Update, 9-7: Daphne at Joyful Days has just reviewed Original Faith. I plan to use an aspect of her review as a way to lead into the topic of my next post. Thanks, Daphne!
Influences vs. Mentors
People have a wide variety of experiences when it comes to spiritual mentors and influences. Although I had one significant encounter with someone who was a spiritual mentor to many people, it was a brief encounter on a three day retreat. The relationship didn’t extend so far as true mentorship.

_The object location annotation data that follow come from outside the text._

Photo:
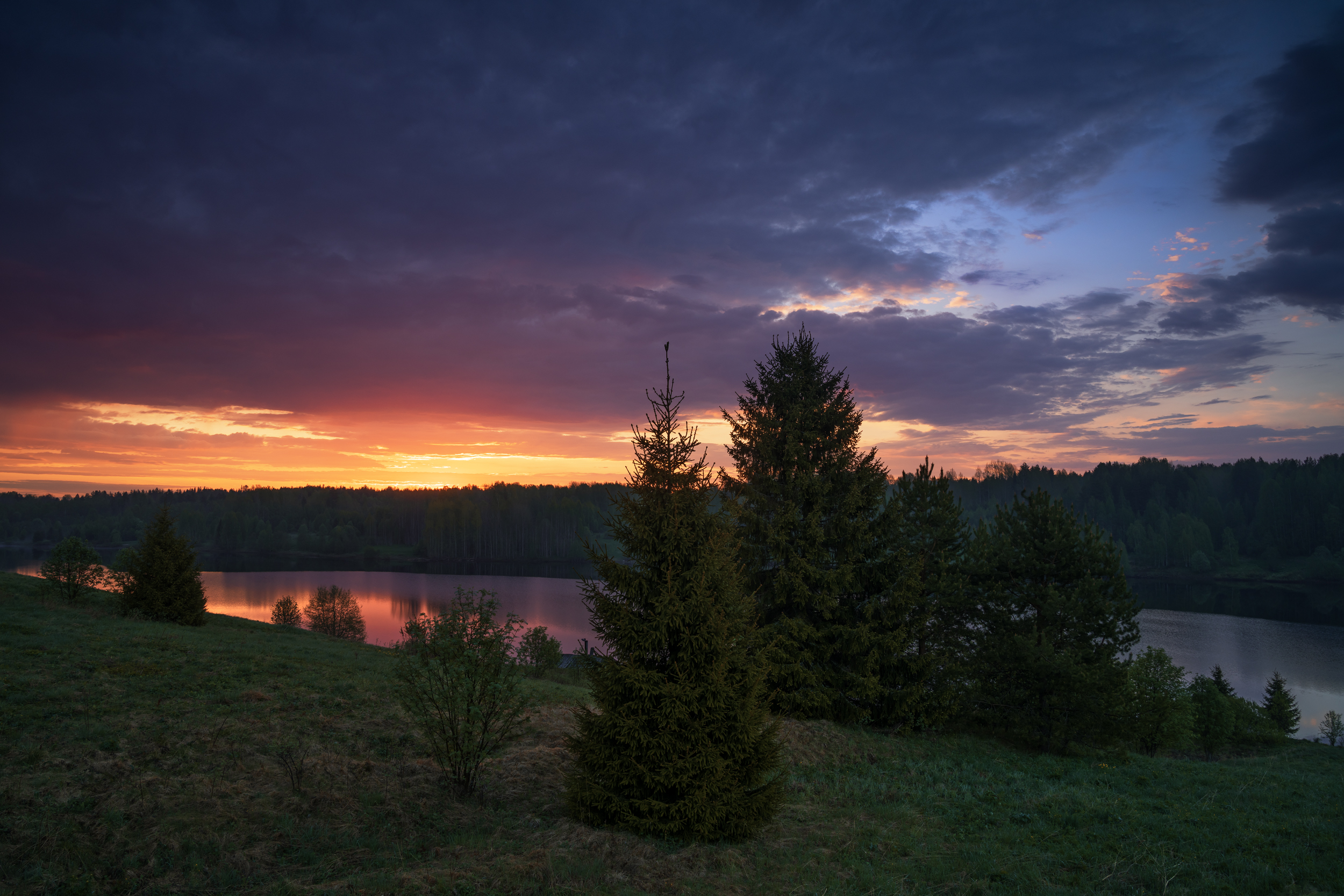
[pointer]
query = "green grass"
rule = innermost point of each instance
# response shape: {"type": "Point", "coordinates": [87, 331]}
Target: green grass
{"type": "Point", "coordinates": [139, 758]}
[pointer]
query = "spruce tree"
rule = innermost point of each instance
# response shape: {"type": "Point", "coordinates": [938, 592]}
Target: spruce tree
{"type": "Point", "coordinates": [160, 579]}
{"type": "Point", "coordinates": [818, 537]}
{"type": "Point", "coordinates": [678, 742]}
{"type": "Point", "coordinates": [1281, 706]}
{"type": "Point", "coordinates": [1057, 614]}
{"type": "Point", "coordinates": [923, 685]}
{"type": "Point", "coordinates": [73, 569]}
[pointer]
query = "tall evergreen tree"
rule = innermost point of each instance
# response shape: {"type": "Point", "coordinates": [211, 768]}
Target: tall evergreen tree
{"type": "Point", "coordinates": [818, 537]}
{"type": "Point", "coordinates": [678, 742]}
{"type": "Point", "coordinates": [924, 684]}
{"type": "Point", "coordinates": [160, 579]}
{"type": "Point", "coordinates": [1057, 614]}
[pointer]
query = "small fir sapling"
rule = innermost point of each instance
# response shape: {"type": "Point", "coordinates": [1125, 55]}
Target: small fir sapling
{"type": "Point", "coordinates": [73, 569]}
{"type": "Point", "coordinates": [460, 683]}
{"type": "Point", "coordinates": [1281, 706]}
{"type": "Point", "coordinates": [332, 610]}
{"type": "Point", "coordinates": [285, 613]}
{"type": "Point", "coordinates": [160, 579]}
{"type": "Point", "coordinates": [1159, 707]}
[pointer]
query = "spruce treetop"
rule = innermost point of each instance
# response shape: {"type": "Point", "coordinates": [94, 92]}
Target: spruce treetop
{"type": "Point", "coordinates": [678, 742]}
{"type": "Point", "coordinates": [797, 418]}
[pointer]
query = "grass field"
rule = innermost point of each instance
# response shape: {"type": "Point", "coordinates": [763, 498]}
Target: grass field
{"type": "Point", "coordinates": [143, 758]}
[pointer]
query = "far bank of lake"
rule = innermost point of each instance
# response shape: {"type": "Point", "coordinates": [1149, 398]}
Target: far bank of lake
{"type": "Point", "coordinates": [1252, 630]}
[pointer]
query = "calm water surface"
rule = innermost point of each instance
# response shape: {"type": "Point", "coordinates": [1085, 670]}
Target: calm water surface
{"type": "Point", "coordinates": [1252, 632]}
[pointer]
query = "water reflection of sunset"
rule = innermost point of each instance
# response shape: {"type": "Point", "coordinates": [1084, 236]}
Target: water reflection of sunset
{"type": "Point", "coordinates": [388, 599]}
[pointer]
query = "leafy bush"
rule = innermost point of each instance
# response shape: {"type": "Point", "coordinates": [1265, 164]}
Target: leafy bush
{"type": "Point", "coordinates": [460, 683]}
{"type": "Point", "coordinates": [538, 652]}
{"type": "Point", "coordinates": [285, 613]}
{"type": "Point", "coordinates": [1057, 615]}
{"type": "Point", "coordinates": [332, 610]}
{"type": "Point", "coordinates": [1252, 725]}
{"type": "Point", "coordinates": [160, 579]}
{"type": "Point", "coordinates": [1214, 715]}
{"type": "Point", "coordinates": [73, 569]}
{"type": "Point", "coordinates": [1159, 711]}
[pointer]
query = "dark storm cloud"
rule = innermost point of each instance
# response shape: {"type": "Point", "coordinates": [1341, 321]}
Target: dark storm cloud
{"type": "Point", "coordinates": [1296, 164]}
{"type": "Point", "coordinates": [509, 207]}
{"type": "Point", "coordinates": [738, 143]}
{"type": "Point", "coordinates": [1300, 155]}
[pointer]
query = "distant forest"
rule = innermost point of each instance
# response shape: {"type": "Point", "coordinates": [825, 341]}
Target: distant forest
{"type": "Point", "coordinates": [1164, 515]}
{"type": "Point", "coordinates": [1168, 515]}
{"type": "Point", "coordinates": [496, 523]}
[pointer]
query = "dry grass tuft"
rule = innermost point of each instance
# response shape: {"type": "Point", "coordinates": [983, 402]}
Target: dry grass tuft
{"type": "Point", "coordinates": [816, 743]}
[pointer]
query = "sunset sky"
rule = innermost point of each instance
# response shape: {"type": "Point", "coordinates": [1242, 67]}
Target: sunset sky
{"type": "Point", "coordinates": [426, 243]}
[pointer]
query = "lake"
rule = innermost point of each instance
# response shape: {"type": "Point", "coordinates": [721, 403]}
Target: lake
{"type": "Point", "coordinates": [1250, 630]}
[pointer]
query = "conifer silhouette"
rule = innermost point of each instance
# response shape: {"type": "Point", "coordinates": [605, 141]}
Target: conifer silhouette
{"type": "Point", "coordinates": [679, 742]}
{"type": "Point", "coordinates": [1281, 706]}
{"type": "Point", "coordinates": [819, 542]}
{"type": "Point", "coordinates": [160, 579]}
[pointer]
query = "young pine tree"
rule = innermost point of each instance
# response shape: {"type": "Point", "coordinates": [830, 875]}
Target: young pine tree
{"type": "Point", "coordinates": [160, 579]}
{"type": "Point", "coordinates": [678, 742]}
{"type": "Point", "coordinates": [923, 685]}
{"type": "Point", "coordinates": [1281, 706]}
{"type": "Point", "coordinates": [818, 537]}
{"type": "Point", "coordinates": [1057, 614]}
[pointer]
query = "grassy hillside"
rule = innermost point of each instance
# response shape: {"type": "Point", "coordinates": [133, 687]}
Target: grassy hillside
{"type": "Point", "coordinates": [140, 758]}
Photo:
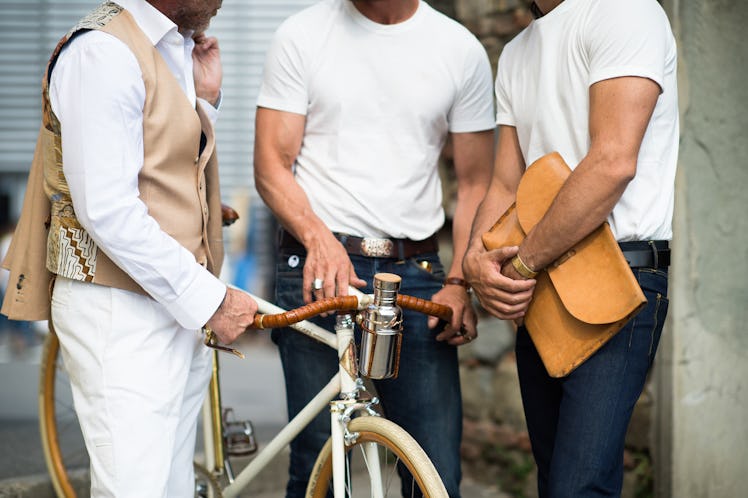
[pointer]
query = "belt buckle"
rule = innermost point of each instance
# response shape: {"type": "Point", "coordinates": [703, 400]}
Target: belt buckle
{"type": "Point", "coordinates": [376, 248]}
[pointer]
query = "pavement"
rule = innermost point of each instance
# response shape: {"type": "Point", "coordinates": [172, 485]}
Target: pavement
{"type": "Point", "coordinates": [253, 387]}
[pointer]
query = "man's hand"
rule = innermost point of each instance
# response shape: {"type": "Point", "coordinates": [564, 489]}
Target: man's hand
{"type": "Point", "coordinates": [234, 316]}
{"type": "Point", "coordinates": [206, 68]}
{"type": "Point", "coordinates": [328, 261]}
{"type": "Point", "coordinates": [463, 327]}
{"type": "Point", "coordinates": [501, 295]}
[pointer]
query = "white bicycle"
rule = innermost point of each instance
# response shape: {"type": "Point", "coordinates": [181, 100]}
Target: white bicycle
{"type": "Point", "coordinates": [364, 451]}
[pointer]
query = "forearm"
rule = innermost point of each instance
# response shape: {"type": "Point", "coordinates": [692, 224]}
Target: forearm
{"type": "Point", "coordinates": [290, 204]}
{"type": "Point", "coordinates": [581, 206]}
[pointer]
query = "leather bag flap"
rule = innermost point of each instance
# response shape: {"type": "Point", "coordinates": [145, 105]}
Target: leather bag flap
{"type": "Point", "coordinates": [593, 280]}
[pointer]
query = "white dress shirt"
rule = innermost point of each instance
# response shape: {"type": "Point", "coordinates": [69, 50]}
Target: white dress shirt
{"type": "Point", "coordinates": [97, 92]}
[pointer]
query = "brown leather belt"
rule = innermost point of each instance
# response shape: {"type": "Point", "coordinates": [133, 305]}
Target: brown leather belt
{"type": "Point", "coordinates": [372, 247]}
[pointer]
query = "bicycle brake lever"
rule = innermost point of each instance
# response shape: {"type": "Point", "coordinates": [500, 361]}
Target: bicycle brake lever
{"type": "Point", "coordinates": [211, 340]}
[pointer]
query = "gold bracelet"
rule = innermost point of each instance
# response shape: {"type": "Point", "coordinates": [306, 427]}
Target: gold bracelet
{"type": "Point", "coordinates": [458, 281]}
{"type": "Point", "coordinates": [522, 268]}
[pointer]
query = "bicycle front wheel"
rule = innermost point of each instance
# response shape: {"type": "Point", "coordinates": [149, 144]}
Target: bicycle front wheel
{"type": "Point", "coordinates": [62, 441]}
{"type": "Point", "coordinates": [394, 448]}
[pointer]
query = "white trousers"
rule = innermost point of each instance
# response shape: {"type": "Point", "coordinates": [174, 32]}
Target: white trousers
{"type": "Point", "coordinates": [138, 382]}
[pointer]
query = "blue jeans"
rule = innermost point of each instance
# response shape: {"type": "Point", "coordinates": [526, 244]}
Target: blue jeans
{"type": "Point", "coordinates": [577, 424]}
{"type": "Point", "coordinates": [425, 398]}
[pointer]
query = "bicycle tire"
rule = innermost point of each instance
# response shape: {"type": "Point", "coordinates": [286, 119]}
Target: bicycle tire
{"type": "Point", "coordinates": [389, 437]}
{"type": "Point", "coordinates": [55, 416]}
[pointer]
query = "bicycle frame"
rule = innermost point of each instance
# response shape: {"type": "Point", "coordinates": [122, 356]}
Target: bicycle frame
{"type": "Point", "coordinates": [346, 383]}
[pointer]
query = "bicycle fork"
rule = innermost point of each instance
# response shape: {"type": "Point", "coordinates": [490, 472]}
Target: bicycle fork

I did have one other relevant experience: when I was in a long period of despair in my teens into my early twenties, I often spoke about spiritual concerns with an uncle who was intelligent and well informed about science as well as religion. It was encouraging to me that he wasn’t hopeless about life. While this encouragement didn’t go so far as to give me vicarious faith through him – faith that he had the answers I was looking for – it did let me see that a positive view of life wasn’t just for people who were naïve or kidding themselves. But those persons with by far the biggest spiritual influence on me exerted it much more indirectly than directly: my mother and father.
Social Settings and Seeming Perfection
From what I’ve seen of others and know about myself, I think it’s a mistake to idolize anyone – to imagine that even those we most look up to don’t sometimes feel, think and act from out of egoism. I doubt the ego dies until we do.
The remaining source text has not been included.